问题
I am trying to construct a confusion matrix without using the sklearn library. I am having trouble correctly forming the confusion matrix. Here's my code:
def comp_confmat():
currentDataClass = [1,3,3,2,5,5,3,2,1,4,3,2,1,1,2]
predictedClass = [1,2,3,4,2,3,3,2,1,2,3,1,5,1,1]
cm = []
classes = int(max(currentDataClass) - min(currentDataClass)) + 1 #find number of classes
for c1 in range(1,classes+1):#for every true class
counts = []
for c2 in range(1,classes+1):#for every predicted class
count = 0
for p in range(len(currentDataClass)):
if currentDataClass[p] == predictedClass[p]:
count += 1
counts.append(count)
cm.append(counts)
print(np.reshape(cm,(classes,classes)))
However this returns:
[[7 7 7 7 7]
[7 7 7 7 7]
[7 7 7 7 7]
[7 7 7 7 7]
[7 7 7 7 7]]
But I don't understand why each iteration results in 7 when I am reseting the count each time and it's looping through different values?
This is what I should be getting (using the sklearn's confusion_matrix function):
[[3 0 0 0 1]
[2 1 0 1 0]
[0 1 3 0 0]
[0 1 0 0 0]
[0 1 1 0 0]]
回答1:
In your innermost loop, there should be a case distinction: Currently this loop counts agreement, but you only want that if actually c1 == c2
.
Here's another way, using nested list comprehensions:
currentDataClass = [1,3,3,2,5,5,3,2,1,4,3,2,1,1,2]

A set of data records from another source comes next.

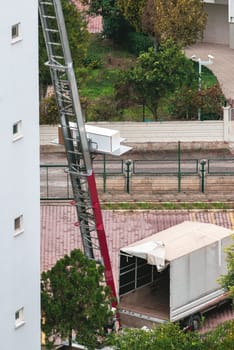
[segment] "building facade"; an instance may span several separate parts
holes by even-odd
[[[0,347],[39,350],[38,1],[0,5]]]
[[[234,1],[204,0],[204,3],[208,22],[203,41],[234,49]]]

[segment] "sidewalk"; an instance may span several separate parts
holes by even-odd
[[[214,57],[209,69],[216,75],[227,99],[234,100],[234,50],[227,45],[199,43],[185,49],[186,56],[196,55],[201,60],[208,60],[207,55]]]

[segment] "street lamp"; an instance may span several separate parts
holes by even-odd
[[[201,79],[201,73],[202,73],[202,66],[209,66],[214,63],[214,56],[208,55],[207,61],[202,61],[200,58],[197,58],[196,55],[192,55],[191,59],[195,62],[198,62],[198,91],[201,91],[202,88],[202,79]],[[201,109],[198,109],[198,120],[201,120]]]

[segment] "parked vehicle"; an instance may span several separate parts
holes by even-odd
[[[179,321],[198,329],[201,316],[229,300],[217,282],[225,274],[230,229],[185,221],[120,250],[122,325]]]

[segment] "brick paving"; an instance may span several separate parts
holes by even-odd
[[[214,61],[208,68],[219,80],[223,93],[227,99],[234,102],[234,50],[227,45],[212,43],[197,43],[185,49],[187,57],[196,55],[202,61],[207,61],[207,55],[212,55]]]
[[[103,211],[110,259],[118,286],[118,252],[121,247],[150,236],[184,220],[210,222],[234,229],[234,210],[230,211]],[[72,249],[82,249],[76,211],[68,203],[41,205],[41,271],[50,269]],[[117,288],[118,290],[118,288]],[[206,318],[202,332],[213,329],[224,320],[234,318],[230,308],[213,310]]]

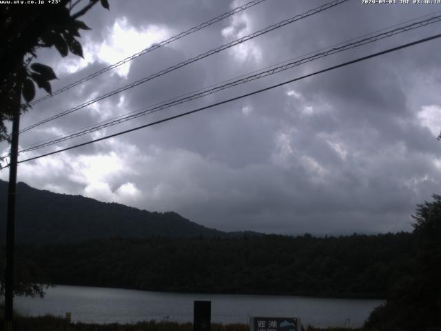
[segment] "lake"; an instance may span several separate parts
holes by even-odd
[[[72,321],[134,323],[193,321],[193,301],[212,301],[214,323],[248,323],[249,316],[300,317],[304,325],[360,326],[381,300],[306,297],[167,293],[117,288],[57,285],[43,299],[16,297],[23,314],[65,316]]]

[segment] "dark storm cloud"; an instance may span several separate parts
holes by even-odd
[[[93,29],[83,33],[84,45],[90,51],[105,43],[109,49],[117,47],[111,42],[112,29],[123,17],[127,30],[123,40],[130,47],[131,28],[142,33],[154,26],[170,37],[243,3],[189,0],[171,6],[158,1],[147,6],[144,1],[114,1],[110,12],[96,8],[84,18]],[[37,105],[23,117],[22,127],[324,3],[268,0],[141,57],[132,61],[127,75],[107,73]],[[350,1],[42,126],[23,134],[21,144],[154,105],[435,9]],[[439,23],[59,147],[220,101],[436,31],[441,31]],[[175,210],[225,230],[337,234],[409,230],[416,204],[439,193],[441,181],[440,143],[433,128],[427,127],[433,123],[430,112],[441,105],[441,74],[435,55],[439,51],[435,41],[23,163],[21,180],[150,210]],[[100,56],[89,57],[81,66],[74,59],[69,63],[78,68],[71,74],[54,52],[45,51],[39,61],[59,66],[60,80],[54,87],[61,87],[105,66]]]

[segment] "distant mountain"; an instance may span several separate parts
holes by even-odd
[[[81,195],[53,193],[17,183],[15,233],[19,243],[62,243],[112,237],[236,237],[173,212],[150,212]],[[6,241],[8,182],[0,181],[0,242]]]

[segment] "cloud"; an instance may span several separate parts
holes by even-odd
[[[84,17],[85,59],[42,52],[55,88],[214,17],[238,1],[115,1]],[[323,1],[324,3],[324,1]],[[321,2],[320,2],[321,3]],[[21,146],[89,126],[428,14],[361,6],[317,14],[174,70],[21,137]],[[313,6],[264,2],[37,105],[22,127]],[[317,5],[318,6],[318,5]],[[116,133],[416,40],[438,25],[384,39],[57,144]],[[96,144],[23,163],[19,180],[149,210],[174,210],[224,230],[352,233],[410,230],[416,205],[439,192],[439,43],[378,57]],[[52,50],[53,51],[53,50]],[[41,94],[41,92],[39,93]],[[43,94],[41,94],[43,95]],[[7,146],[0,146],[6,152]],[[53,150],[53,148],[42,152]],[[36,156],[37,152],[25,157]],[[22,157],[25,157],[24,156]],[[0,172],[6,179],[7,172]]]

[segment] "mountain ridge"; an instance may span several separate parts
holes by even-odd
[[[0,180],[0,227],[6,229],[8,182]],[[150,212],[81,195],[54,193],[17,183],[16,241],[77,242],[112,237],[214,238],[260,235],[227,232],[192,222],[175,212]],[[3,232],[1,231],[1,232]],[[6,241],[6,231],[0,243]]]

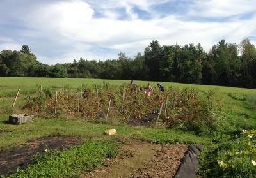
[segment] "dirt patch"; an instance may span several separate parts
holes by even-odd
[[[157,114],[152,114],[149,115],[143,116],[141,118],[132,118],[128,122],[128,125],[132,126],[154,126]]]
[[[10,151],[0,153],[0,176],[16,172],[17,168],[25,168],[32,163],[31,157],[37,152],[44,154],[47,149],[64,149],[82,142],[79,137],[47,137],[30,141],[26,145],[13,147]]]
[[[156,145],[134,141],[123,146],[102,168],[81,177],[172,177],[187,151],[184,144]]]
[[[4,133],[12,132],[12,131],[8,129],[0,129],[0,135]]]

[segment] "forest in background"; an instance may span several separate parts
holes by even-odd
[[[47,65],[36,60],[28,45],[20,51],[0,52],[0,76],[128,79],[254,87],[256,48],[248,39],[239,44],[221,40],[205,52],[201,45],[161,45],[152,41],[134,59],[118,59]]]

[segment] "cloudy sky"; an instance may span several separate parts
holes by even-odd
[[[0,0],[0,51],[26,44],[47,64],[245,38],[256,44],[256,0]]]

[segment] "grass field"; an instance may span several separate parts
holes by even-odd
[[[36,86],[43,87],[53,87],[61,88],[65,85],[70,85],[72,88],[79,87],[81,84],[91,86],[92,84],[102,85],[103,81],[108,82],[110,85],[120,85],[124,83],[129,84],[130,80],[102,80],[102,79],[90,79],[90,78],[30,78],[30,77],[0,77],[0,87],[1,91],[10,91],[17,89],[18,88],[30,88]],[[156,87],[156,84],[159,82],[149,82],[153,87]],[[146,86],[148,82],[145,81],[135,81],[138,85]],[[200,90],[209,90],[218,89],[221,93],[256,93],[255,89],[214,86],[214,85],[204,85],[186,84],[173,82],[161,82],[165,87],[194,87]]]
[[[103,81],[111,85],[130,82],[129,80],[99,79],[0,77],[0,130],[9,131],[0,133],[0,150],[6,151],[24,144],[29,140],[48,135],[79,136],[86,142],[110,141],[120,144],[132,139],[159,144],[198,143],[204,146],[198,172],[202,177],[255,177],[256,167],[252,162],[256,161],[256,90],[254,89],[161,82],[166,88],[195,88],[202,93],[211,89],[218,91],[216,100],[220,108],[216,119],[218,130],[200,135],[179,128],[134,128],[115,125],[111,122],[88,122],[68,117],[37,117],[34,122],[19,126],[6,123],[8,114],[13,112],[11,110],[12,104],[19,88],[20,88],[21,95],[18,98],[18,106],[24,102],[28,95],[35,94],[40,85],[61,91],[63,86],[69,85],[76,90],[81,84],[92,87],[93,84],[102,85]],[[147,82],[135,81],[139,86],[145,86]],[[157,82],[150,82],[156,87]],[[20,110],[17,111],[20,112]],[[104,130],[113,128],[118,131],[114,137],[110,138],[102,134]],[[244,133],[241,131],[243,130],[246,130]],[[111,147],[117,149],[118,145],[111,144]],[[86,147],[86,149],[93,148],[93,146]],[[73,155],[75,153],[70,151],[67,154]],[[68,156],[65,154],[65,156]],[[38,168],[34,168],[31,170],[33,172],[40,171]],[[86,170],[86,167],[83,168]],[[28,175],[26,174],[28,172],[20,172],[20,175],[25,177]]]

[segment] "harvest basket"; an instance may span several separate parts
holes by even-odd
[[[20,124],[31,122],[34,120],[34,115],[26,114],[12,114],[9,115],[9,122],[13,124]]]

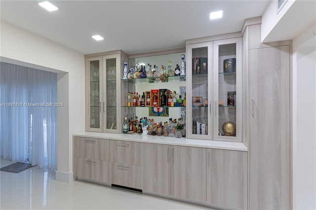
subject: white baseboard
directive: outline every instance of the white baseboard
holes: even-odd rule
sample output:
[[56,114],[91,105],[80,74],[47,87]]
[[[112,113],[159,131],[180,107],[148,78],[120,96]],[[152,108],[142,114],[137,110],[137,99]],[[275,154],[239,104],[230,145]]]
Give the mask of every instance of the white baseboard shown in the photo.
[[63,182],[70,183],[74,180],[74,173],[73,172],[69,173],[56,171],[56,180]]

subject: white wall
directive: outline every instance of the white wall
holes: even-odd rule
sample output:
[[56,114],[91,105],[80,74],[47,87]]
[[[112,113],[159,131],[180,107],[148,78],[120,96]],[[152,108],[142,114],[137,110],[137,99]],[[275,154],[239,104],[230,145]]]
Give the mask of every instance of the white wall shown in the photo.
[[316,209],[316,22],[293,40],[293,209]]
[[1,61],[58,75],[56,180],[72,180],[72,134],[84,131],[84,55],[7,23],[0,23]]
[[267,36],[283,17],[288,9],[295,1],[295,0],[288,0],[282,9],[277,14],[276,14],[277,1],[275,0],[270,1],[270,3],[262,15],[261,18],[261,41],[262,42],[265,42],[264,40]]

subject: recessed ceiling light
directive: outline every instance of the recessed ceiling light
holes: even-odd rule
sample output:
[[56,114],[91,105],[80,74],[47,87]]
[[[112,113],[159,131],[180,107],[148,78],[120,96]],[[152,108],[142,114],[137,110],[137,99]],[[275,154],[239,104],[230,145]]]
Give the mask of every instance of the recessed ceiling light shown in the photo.
[[99,40],[104,39],[104,38],[103,38],[103,37],[100,36],[100,35],[94,35],[92,36],[92,37],[97,41],[99,41]]
[[42,1],[39,3],[39,5],[47,10],[51,12],[52,11],[57,10],[58,7],[50,2],[49,1]]
[[209,13],[209,19],[221,18],[223,17],[223,10],[217,11],[216,12],[210,12]]

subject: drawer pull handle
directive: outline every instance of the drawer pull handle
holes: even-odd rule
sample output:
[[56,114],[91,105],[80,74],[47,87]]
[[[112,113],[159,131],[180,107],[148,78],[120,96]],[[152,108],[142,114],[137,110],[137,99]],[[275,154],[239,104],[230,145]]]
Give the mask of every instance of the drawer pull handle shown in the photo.
[[118,146],[123,146],[125,147],[128,147],[129,146],[129,143],[117,143],[117,145],[118,145]]
[[87,142],[95,143],[95,140],[86,140],[85,141],[86,141],[86,142]]

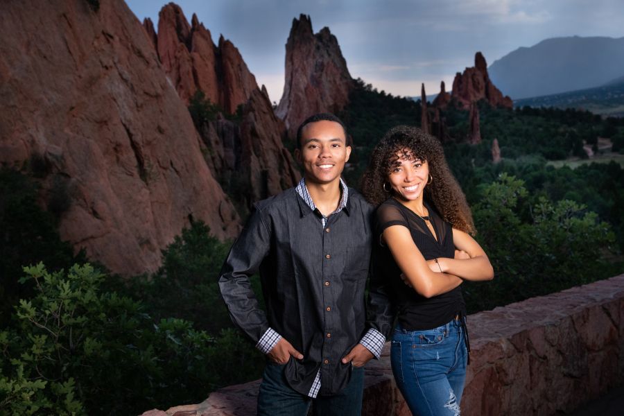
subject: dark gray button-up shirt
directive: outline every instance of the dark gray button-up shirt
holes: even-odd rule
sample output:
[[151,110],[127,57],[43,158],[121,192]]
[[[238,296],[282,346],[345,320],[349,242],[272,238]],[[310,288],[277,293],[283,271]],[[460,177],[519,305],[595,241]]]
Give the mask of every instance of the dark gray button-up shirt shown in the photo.
[[[310,392],[320,370],[320,394],[346,385],[340,359],[366,332],[364,289],[373,209],[349,189],[346,207],[324,227],[295,189],[258,202],[221,270],[219,286],[234,323],[254,342],[270,327],[304,354],[291,357],[291,386]],[[259,271],[266,314],[249,277]]]

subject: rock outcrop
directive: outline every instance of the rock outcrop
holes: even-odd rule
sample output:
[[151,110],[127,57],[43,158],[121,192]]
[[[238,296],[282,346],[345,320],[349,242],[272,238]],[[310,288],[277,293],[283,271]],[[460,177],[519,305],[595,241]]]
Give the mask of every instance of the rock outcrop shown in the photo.
[[494,164],[501,162],[501,148],[499,147],[498,139],[494,139],[492,142],[492,162]]
[[122,0],[96,12],[75,0],[2,8],[0,164],[46,162],[44,190],[69,202],[64,240],[133,275],[155,270],[192,220],[218,237],[237,234],[153,39]]
[[424,91],[424,83],[420,87],[420,129],[428,135],[429,129],[429,114],[427,109],[427,94]]
[[447,87],[444,85],[444,82],[442,81],[440,83],[440,94],[437,94],[437,96],[435,97],[431,104],[433,107],[440,108],[440,110],[444,110],[450,101],[451,94],[447,92]]
[[455,76],[451,98],[464,108],[479,100],[485,100],[492,107],[513,108],[514,105],[512,99],[503,96],[490,80],[487,64],[480,52],[474,56],[474,67],[466,68],[463,73],[458,72]]
[[286,45],[285,73],[277,114],[291,138],[308,116],[340,111],[355,87],[336,37],[327,27],[315,35],[305,15],[293,19]]
[[468,128],[468,143],[478,144],[481,142],[481,128],[479,123],[479,108],[476,102],[470,104],[468,120],[470,123]]
[[224,190],[247,208],[301,179],[282,144],[284,123],[259,89],[252,92],[239,123],[220,116],[205,123],[200,132],[211,170]]
[[[624,377],[624,275],[468,317],[462,415],[571,414]],[[411,415],[392,376],[390,343],[366,364],[363,416]],[[141,416],[253,415],[260,380],[199,404]]]
[[[215,46],[210,31],[196,15],[189,24],[180,6],[169,3],[158,17],[158,55],[185,103],[200,89],[212,103],[232,114],[258,89],[236,46],[223,36]],[[149,25],[145,26],[150,33]]]
[[197,16],[189,24],[173,3],[163,7],[159,17],[158,54],[180,98],[188,102],[201,91],[226,115],[240,110],[238,123],[222,114],[198,126],[209,167],[225,191],[250,208],[294,186],[300,175],[284,147],[286,128],[238,49],[223,36],[215,46]]

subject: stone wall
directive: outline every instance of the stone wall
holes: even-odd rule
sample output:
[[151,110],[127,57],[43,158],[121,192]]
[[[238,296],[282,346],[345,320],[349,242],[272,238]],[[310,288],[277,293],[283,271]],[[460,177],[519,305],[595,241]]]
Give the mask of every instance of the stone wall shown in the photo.
[[[471,347],[462,414],[569,413],[624,379],[624,275],[480,312],[468,318]],[[363,415],[410,415],[390,370],[388,345],[367,365]],[[259,381],[201,404],[144,416],[255,415]]]

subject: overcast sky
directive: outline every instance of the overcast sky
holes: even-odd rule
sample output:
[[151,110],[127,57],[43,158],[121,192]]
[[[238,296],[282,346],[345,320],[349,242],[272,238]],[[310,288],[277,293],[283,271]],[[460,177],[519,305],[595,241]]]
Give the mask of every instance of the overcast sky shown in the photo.
[[[157,28],[164,2],[126,0]],[[315,33],[328,26],[353,78],[395,95],[450,89],[455,73],[483,52],[488,64],[520,46],[562,36],[624,36],[621,0],[177,0],[218,42],[238,47],[259,85],[279,101],[293,19],[309,15]],[[504,92],[503,92],[504,93]]]

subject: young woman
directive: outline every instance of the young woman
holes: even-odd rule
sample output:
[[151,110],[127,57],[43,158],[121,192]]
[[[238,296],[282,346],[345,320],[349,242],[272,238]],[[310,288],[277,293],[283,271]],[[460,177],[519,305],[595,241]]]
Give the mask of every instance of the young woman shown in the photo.
[[408,126],[391,129],[375,147],[363,191],[378,207],[375,279],[388,286],[398,313],[391,349],[397,384],[414,415],[458,415],[468,356],[459,286],[494,277],[470,236],[465,196],[440,141]]

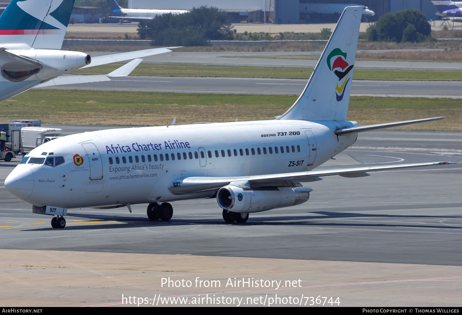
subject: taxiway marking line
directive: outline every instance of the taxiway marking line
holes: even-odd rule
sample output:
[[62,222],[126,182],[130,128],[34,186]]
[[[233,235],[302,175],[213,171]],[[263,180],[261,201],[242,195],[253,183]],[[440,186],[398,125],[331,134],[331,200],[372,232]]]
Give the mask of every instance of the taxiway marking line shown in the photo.
[[[457,279],[462,278],[462,276],[456,276],[455,277],[441,277],[438,278],[426,278],[422,279],[406,279],[402,280],[390,280],[388,281],[367,281],[365,282],[350,282],[346,283],[336,283],[336,284],[315,284],[313,285],[304,285],[303,286],[298,287],[288,287],[286,288],[270,288],[268,289],[255,289],[252,290],[241,290],[240,291],[222,291],[220,292],[213,292],[210,293],[197,293],[195,294],[185,294],[184,295],[174,295],[170,296],[164,296],[162,298],[168,298],[169,297],[182,297],[183,296],[198,296],[200,294],[202,295],[205,295],[207,294],[225,294],[226,293],[245,293],[245,292],[259,292],[260,291],[268,291],[269,290],[283,290],[285,289],[299,289],[299,288],[317,288],[320,287],[328,287],[328,286],[336,286],[338,285],[357,285],[357,284],[382,284],[382,283],[391,283],[395,282],[406,282],[409,281],[432,281],[435,280],[448,280],[450,279]],[[152,299],[148,299],[148,301],[153,301],[155,300],[158,300],[160,299],[159,297],[154,298]],[[87,307],[95,307],[97,306],[105,306],[106,305],[115,305],[117,304],[123,304],[123,302],[115,302],[114,303],[108,303],[107,304],[100,304],[96,305],[90,305]]]

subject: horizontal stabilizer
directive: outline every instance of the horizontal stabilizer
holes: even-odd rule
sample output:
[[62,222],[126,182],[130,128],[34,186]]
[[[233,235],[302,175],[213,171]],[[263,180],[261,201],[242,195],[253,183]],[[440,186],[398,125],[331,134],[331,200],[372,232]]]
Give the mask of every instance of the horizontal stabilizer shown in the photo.
[[118,62],[125,60],[129,60],[134,59],[136,58],[142,58],[148,56],[152,56],[159,54],[163,54],[166,52],[170,52],[171,50],[170,49],[178,48],[178,47],[166,47],[165,48],[152,48],[152,49],[146,49],[143,50],[137,50],[136,51],[129,51],[126,53],[121,53],[120,54],[114,54],[113,55],[107,55],[104,56],[98,56],[97,57],[93,57],[91,58],[91,63],[85,67],[82,67],[80,69],[88,68],[90,67],[95,67],[95,66],[101,66],[101,65],[106,64],[107,63],[112,63],[112,62]]
[[130,62],[128,63],[126,63],[120,68],[117,68],[114,71],[108,74],[108,76],[110,78],[116,77],[125,77],[129,74],[132,71],[134,70],[136,66],[143,61],[143,59],[137,58]]
[[353,127],[348,128],[343,128],[336,130],[334,132],[337,136],[343,136],[350,133],[356,133],[357,132],[364,132],[364,131],[371,131],[373,130],[377,129],[383,129],[384,128],[390,128],[392,127],[399,127],[400,126],[405,126],[406,125],[410,125],[413,124],[418,124],[419,123],[425,123],[429,121],[434,121],[439,120],[446,117],[433,117],[432,118],[425,118],[423,119],[414,119],[413,120],[406,120],[405,121],[398,121],[395,123],[386,123],[385,124],[378,124],[375,125],[368,125],[367,126],[361,126],[360,127]]
[[76,84],[78,83],[91,83],[94,82],[110,81],[110,78],[127,76],[131,73],[143,59],[137,58],[124,64],[108,74],[97,75],[66,75],[58,77],[55,79],[39,84],[35,87],[45,87],[55,85],[64,84]]
[[[292,173],[255,175],[248,176],[230,176],[226,177],[194,176],[191,177],[181,177],[172,181],[170,183],[169,190],[174,194],[181,195],[218,189],[223,186],[229,185],[232,182],[240,181],[253,181],[255,183],[267,183],[271,181],[281,180],[307,181],[306,179],[310,177],[319,178],[323,176],[330,176],[333,175],[340,175],[345,177],[363,177],[365,176],[365,174],[366,172],[387,171],[401,168],[420,167],[422,167],[435,166],[455,163],[455,162],[431,162],[429,163],[418,163],[412,164],[388,165],[387,166],[318,170],[306,172],[297,172]],[[319,179],[317,179],[316,180]]]

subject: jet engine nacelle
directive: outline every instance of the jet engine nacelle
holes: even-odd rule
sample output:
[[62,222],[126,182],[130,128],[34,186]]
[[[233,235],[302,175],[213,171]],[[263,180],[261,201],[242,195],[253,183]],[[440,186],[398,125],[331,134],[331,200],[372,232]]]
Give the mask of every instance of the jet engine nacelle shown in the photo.
[[[9,53],[20,57],[22,65],[18,60],[4,65],[2,67],[8,71],[6,74],[16,80],[24,80],[32,74],[36,74],[39,80],[48,80],[60,75],[58,72],[67,73],[90,64],[91,57],[89,55],[78,51],[67,51],[49,49],[33,49],[28,50],[8,50]],[[30,60],[30,61],[28,61]],[[42,69],[43,66],[49,68]],[[8,80],[8,78],[6,78]]]
[[276,208],[290,207],[306,202],[313,190],[307,187],[242,188],[228,185],[217,193],[218,205],[233,212],[259,212]]

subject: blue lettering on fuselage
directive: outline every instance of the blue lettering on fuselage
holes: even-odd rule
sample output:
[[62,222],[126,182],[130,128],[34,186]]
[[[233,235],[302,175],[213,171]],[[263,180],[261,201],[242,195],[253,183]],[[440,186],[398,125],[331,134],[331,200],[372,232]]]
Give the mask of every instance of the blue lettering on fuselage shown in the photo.
[[[162,149],[162,143],[153,144],[152,142],[140,143],[135,142],[132,143],[131,148],[130,148],[129,146],[121,146],[118,143],[115,146],[114,144],[111,144],[110,146],[106,146],[106,153],[107,154],[110,154],[133,151],[138,152],[144,151],[159,151]],[[191,148],[191,145],[189,144],[189,142],[180,142],[178,140],[164,141],[163,145],[165,146],[165,149]]]

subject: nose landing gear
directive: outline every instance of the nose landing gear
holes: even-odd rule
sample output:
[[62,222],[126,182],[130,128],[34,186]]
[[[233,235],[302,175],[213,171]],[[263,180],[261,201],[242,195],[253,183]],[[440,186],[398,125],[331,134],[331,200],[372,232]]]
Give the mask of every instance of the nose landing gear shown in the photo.
[[168,221],[171,219],[173,215],[173,208],[168,202],[162,203],[161,204],[152,203],[149,204],[146,212],[149,220],[155,221],[160,219],[162,221]]
[[51,219],[51,227],[53,229],[64,229],[66,226],[66,220],[64,217],[54,216]]

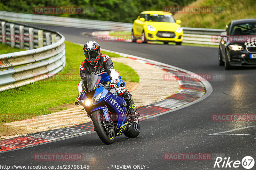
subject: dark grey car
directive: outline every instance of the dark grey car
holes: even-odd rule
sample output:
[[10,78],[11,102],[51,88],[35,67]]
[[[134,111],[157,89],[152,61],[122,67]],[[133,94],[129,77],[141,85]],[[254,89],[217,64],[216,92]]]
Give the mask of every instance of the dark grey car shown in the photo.
[[256,19],[232,21],[221,33],[219,63],[232,66],[256,66]]

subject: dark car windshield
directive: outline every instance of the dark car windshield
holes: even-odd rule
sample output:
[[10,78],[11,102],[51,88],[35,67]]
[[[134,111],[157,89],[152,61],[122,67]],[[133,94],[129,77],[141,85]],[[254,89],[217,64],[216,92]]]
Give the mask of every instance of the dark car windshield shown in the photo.
[[82,87],[85,91],[89,91],[97,88],[101,77],[93,74],[87,74],[83,79]]
[[256,35],[256,23],[248,23],[233,26],[231,35]]
[[146,21],[165,22],[175,23],[175,20],[170,15],[147,14],[145,18]]

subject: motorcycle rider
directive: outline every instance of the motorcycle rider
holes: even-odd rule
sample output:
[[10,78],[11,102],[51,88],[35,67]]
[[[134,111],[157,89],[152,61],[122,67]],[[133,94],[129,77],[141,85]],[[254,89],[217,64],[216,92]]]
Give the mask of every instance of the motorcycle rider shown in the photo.
[[128,119],[135,115],[136,106],[133,102],[132,95],[125,89],[125,83],[119,75],[119,73],[114,68],[113,62],[108,55],[100,53],[100,48],[98,43],[91,41],[84,44],[84,53],[85,60],[80,66],[81,81],[78,85],[79,96],[77,100],[79,102],[82,92],[82,80],[86,74],[92,74],[101,77],[100,83],[110,82],[109,87],[116,89],[117,95],[124,99],[129,106],[131,115]]

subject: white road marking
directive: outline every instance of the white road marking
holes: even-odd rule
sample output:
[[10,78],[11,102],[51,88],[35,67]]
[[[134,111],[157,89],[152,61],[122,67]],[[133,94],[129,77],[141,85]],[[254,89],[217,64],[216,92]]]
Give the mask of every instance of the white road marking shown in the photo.
[[[256,127],[256,126],[246,126],[246,127],[244,127],[242,128],[238,128],[237,129],[234,129],[232,130],[227,131],[224,131],[221,132],[219,132],[218,133],[212,133],[212,134],[209,134],[209,135],[205,135],[205,136],[224,136],[224,135],[255,135],[256,133],[254,133],[253,134],[221,134],[221,133],[224,133],[228,132],[231,132],[236,131],[239,131],[242,129],[247,129],[251,127]],[[255,139],[255,138],[254,138]]]

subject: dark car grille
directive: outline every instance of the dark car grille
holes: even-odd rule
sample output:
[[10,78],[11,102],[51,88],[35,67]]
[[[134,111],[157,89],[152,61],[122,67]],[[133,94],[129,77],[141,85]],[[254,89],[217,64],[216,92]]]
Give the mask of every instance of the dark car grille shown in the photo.
[[256,46],[248,46],[246,48],[248,52],[256,52]]
[[[163,36],[162,34],[163,33],[170,34],[171,36],[170,37]],[[159,38],[173,38],[175,37],[175,34],[174,32],[171,32],[170,31],[158,31],[157,33],[156,33],[156,36]]]
[[256,59],[244,59],[245,62],[248,64],[256,64]]

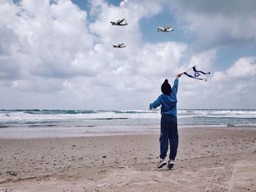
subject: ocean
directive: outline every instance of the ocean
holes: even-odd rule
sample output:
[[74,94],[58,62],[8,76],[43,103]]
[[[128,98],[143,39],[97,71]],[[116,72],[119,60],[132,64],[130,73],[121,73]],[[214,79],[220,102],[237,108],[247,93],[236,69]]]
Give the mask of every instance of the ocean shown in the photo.
[[[0,110],[0,138],[159,132],[159,110]],[[178,127],[256,127],[256,110],[178,110]]]

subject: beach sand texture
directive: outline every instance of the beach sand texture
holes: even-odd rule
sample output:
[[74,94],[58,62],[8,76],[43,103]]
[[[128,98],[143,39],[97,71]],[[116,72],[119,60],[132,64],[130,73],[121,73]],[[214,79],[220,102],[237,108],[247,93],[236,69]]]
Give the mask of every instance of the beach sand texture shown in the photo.
[[175,166],[159,134],[0,139],[2,191],[256,191],[256,128],[180,128]]

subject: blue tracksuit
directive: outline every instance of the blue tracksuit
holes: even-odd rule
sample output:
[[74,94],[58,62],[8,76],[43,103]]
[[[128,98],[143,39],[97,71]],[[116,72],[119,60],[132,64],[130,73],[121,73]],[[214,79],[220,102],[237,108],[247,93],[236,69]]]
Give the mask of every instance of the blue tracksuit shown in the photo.
[[177,92],[178,79],[176,78],[170,95],[160,95],[156,101],[149,104],[149,108],[157,108],[161,105],[161,134],[160,158],[166,157],[168,150],[168,142],[170,151],[169,158],[175,160],[178,143],[177,128]]

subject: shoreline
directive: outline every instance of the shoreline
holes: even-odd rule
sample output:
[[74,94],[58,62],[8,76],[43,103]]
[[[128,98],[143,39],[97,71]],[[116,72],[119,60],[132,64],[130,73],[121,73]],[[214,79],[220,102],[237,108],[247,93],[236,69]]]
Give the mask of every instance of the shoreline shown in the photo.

predictedClass = [1,2,3,4,2,3,3,2,1,2,3,1,5,1,1]
classes = int(max(currentDataClass) - min(currentDataClass)) + 1 #find number of classes
counts = [[sum([(currentDataClass[i] == true_class) and (predictedClass[i] == pred_class)
for i in range(len(currentDataClass))])
for pred_class in range(1, classes + 1)]
for true_class in range(1, classes + 1)]
counts
[[3, 0, 0, 0, 1],
[2, 1, 0, 1, 0],
[0, 1, 3, 0, 0],
[0, 1, 0, 0, 0],
[0, 1, 1, 0, 0]]
回答2:
import numpy as np
currentDataClass = [1, 3, 3, 2, 5, 5, 3, 2, 1, 4, 3, 2, 1, 1, 2]
predictedClass = [1, 2, 3, 4, 2, 3, 3, 2, 1, 2, 3, 1, 5, 1, 1]
def comp_confmat(actual, predicted):
classes = np.unique(actual) # extract the different classes
matrix = np.zeros((len(classes), len(classes))) # initialize the confusion matrix with zeros
for i in range(len(classes)):
for j in range(len(classes)):
matrix[i, j] = np.sum((actual == classes[i]) & (predicted == classes[j]))
return matrix
comp_confmat(currentDataClass, predictedClass)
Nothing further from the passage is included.